Thursday, November 3, 2011
WHMP promises " a more robust response" from the station in future emergencies.
"You want a story that no one else is going to do?" said the executive secretary for a local mayor. "WHMP, that's your story. Here, we've always been taught to keep extra batteries in our radio. Why bother, if there's nothing on except garden shows? If someone had given me the key to the station I would have gone there and opened up the phone lines and listened to people and tell them what I knew."
It was Thursday morning and many people in her town were still without power. A woman had just left her office after complaining about everything she had been through since Saturday's storm. And there was nothing that city hall could do except lend a sympathetic ear and tell people to call the electric company and to keep calling them. A whole group of people had evidently come to her office earlier, really angry.
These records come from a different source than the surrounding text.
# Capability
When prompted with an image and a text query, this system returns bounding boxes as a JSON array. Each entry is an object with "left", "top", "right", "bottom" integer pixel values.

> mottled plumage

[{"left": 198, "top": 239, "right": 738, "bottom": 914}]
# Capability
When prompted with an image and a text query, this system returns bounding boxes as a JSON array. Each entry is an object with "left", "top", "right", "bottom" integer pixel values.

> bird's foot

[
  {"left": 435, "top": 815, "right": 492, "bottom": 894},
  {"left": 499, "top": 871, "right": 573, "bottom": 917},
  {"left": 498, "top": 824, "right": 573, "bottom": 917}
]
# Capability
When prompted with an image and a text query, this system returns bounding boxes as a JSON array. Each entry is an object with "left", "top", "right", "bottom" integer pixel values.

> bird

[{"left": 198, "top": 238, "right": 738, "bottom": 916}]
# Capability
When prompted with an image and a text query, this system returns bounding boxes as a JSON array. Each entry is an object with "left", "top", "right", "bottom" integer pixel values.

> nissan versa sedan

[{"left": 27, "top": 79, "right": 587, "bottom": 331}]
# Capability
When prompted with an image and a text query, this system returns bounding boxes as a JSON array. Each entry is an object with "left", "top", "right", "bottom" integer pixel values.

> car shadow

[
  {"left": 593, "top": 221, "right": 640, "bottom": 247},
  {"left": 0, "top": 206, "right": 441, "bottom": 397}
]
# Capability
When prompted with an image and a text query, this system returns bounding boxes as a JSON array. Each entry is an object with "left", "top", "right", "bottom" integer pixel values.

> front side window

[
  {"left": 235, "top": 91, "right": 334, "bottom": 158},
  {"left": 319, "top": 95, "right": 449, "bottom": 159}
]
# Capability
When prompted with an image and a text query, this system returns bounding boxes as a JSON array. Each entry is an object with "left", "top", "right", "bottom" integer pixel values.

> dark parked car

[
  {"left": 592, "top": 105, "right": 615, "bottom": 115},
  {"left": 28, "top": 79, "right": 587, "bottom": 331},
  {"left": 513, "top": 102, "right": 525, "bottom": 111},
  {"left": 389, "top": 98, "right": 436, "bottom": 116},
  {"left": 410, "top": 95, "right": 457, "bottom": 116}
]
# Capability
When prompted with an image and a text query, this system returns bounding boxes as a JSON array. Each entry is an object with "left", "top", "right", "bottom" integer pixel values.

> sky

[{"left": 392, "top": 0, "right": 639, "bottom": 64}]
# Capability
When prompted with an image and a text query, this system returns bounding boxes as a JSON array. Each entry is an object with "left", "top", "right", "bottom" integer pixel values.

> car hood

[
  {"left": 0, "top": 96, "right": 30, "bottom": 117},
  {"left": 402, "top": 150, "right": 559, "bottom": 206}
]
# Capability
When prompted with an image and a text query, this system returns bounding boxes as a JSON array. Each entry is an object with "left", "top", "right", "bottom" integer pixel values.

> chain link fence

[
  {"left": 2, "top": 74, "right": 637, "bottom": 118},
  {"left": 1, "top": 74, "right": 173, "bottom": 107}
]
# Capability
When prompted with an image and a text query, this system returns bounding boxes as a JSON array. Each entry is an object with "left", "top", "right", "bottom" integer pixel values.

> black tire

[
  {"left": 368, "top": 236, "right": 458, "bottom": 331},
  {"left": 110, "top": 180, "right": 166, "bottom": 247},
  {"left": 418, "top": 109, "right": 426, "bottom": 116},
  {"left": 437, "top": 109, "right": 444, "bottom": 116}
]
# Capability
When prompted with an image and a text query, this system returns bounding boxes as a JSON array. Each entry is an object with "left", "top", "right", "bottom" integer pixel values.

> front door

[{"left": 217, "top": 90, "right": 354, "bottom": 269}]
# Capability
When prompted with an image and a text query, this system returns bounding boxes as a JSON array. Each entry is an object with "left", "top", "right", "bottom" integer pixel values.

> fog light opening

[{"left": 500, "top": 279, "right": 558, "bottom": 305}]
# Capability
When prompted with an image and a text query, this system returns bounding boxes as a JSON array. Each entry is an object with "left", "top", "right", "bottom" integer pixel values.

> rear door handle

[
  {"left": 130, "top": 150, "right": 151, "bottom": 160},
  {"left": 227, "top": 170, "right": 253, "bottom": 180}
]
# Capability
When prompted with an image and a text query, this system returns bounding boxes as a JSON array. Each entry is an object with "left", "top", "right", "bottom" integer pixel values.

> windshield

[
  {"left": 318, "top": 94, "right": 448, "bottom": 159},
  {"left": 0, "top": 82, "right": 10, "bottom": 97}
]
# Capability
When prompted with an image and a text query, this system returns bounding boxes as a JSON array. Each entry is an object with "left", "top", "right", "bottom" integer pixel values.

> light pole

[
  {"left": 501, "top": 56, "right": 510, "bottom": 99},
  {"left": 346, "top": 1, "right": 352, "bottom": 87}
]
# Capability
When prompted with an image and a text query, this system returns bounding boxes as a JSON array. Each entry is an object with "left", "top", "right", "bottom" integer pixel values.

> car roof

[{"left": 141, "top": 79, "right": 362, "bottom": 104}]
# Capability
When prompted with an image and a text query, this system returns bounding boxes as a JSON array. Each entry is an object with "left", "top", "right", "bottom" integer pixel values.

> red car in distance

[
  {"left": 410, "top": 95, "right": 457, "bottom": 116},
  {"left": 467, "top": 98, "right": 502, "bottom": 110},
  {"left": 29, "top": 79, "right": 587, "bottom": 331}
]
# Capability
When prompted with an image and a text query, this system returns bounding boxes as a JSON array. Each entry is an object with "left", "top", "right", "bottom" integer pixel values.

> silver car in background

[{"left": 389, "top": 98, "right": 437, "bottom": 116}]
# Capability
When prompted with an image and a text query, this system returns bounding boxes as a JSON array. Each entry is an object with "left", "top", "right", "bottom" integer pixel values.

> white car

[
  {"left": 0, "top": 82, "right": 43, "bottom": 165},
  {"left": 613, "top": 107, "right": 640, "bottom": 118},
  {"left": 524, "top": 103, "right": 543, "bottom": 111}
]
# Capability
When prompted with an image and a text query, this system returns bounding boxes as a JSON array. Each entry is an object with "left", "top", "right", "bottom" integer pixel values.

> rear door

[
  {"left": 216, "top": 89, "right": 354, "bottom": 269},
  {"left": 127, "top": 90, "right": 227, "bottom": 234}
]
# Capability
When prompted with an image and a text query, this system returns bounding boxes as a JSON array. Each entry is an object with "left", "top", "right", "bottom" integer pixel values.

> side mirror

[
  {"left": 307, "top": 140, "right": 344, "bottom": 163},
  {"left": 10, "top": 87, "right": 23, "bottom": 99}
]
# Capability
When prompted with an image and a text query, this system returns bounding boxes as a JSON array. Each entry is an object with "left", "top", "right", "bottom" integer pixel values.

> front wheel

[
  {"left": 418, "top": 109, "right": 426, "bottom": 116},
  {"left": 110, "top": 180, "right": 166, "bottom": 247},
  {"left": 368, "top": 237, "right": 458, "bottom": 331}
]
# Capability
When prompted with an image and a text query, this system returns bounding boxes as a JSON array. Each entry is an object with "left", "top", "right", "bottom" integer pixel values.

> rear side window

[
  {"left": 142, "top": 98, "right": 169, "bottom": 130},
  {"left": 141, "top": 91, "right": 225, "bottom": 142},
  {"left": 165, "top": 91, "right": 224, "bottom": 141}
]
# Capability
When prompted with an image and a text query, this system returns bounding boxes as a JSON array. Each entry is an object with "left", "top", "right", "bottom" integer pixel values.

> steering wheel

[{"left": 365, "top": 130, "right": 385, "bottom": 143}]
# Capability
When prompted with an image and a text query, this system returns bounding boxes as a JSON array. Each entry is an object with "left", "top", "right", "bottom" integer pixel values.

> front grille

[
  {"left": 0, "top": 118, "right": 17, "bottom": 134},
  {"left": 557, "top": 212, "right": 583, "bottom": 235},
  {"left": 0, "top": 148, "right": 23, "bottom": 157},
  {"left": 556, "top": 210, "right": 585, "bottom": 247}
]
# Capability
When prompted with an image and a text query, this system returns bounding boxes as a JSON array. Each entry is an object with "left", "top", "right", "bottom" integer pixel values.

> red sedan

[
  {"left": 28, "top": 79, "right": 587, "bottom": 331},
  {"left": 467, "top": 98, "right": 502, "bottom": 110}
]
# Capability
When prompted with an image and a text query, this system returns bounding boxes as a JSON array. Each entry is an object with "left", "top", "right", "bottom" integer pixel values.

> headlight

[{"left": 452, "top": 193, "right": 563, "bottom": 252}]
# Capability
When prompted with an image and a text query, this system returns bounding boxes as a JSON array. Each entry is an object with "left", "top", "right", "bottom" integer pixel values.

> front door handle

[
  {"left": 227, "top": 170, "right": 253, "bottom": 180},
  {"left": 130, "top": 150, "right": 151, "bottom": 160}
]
"At least," she sighed, "This woman was polite."
The first twenty-four hours after the lights went out was hard on almost everyone. In our house, we were totally out of the communications loop with no TV, no cable, no land phone, no cell phone, no internet, no nothing. My wife had a small battery-powered radio and tuned in WHMP and all there was a garden show about wisteria and dahlias and news that Christmas day wasn't too late to plant your bulbs. People have told me that other area stations were also "on automatic" with canned coverage. She finally found some real storm news on WTIC in Hartford, and bulletins on such subjects as to keep food in refrigerators and freezers from spoiling and the extreme hazards of using charcoal or propane heaters to stay warm.
We talked to the new general manager at WHMP and "The River," David Musante. He's the son of the former mayor, and has only been on the job for a couple of weeks. He said I wasn't the first call he had gotten complaining about the station's' storm coverage. He said that much of the staff at the station were newly hired, and the storm caught the station off guard. They had just hired new local people like Bob Flaherty and Denise Vozella just so they could beef up their local programming. He said that when the power came back on, they went on with their regular programming, but cut fresh news breaks and updated them hourly and on Sunday afternoon they played a message from acting mayor Narkewicz.
"Rest assured," he said, "in the event of another public emergency our response and coverage will be more robust and in line with the gravity of the situation." In the near future he plans to meet with elected officials and fire and police officials to hash out an emergency protocol that would give local governments the ability to get emergency information on the air right away.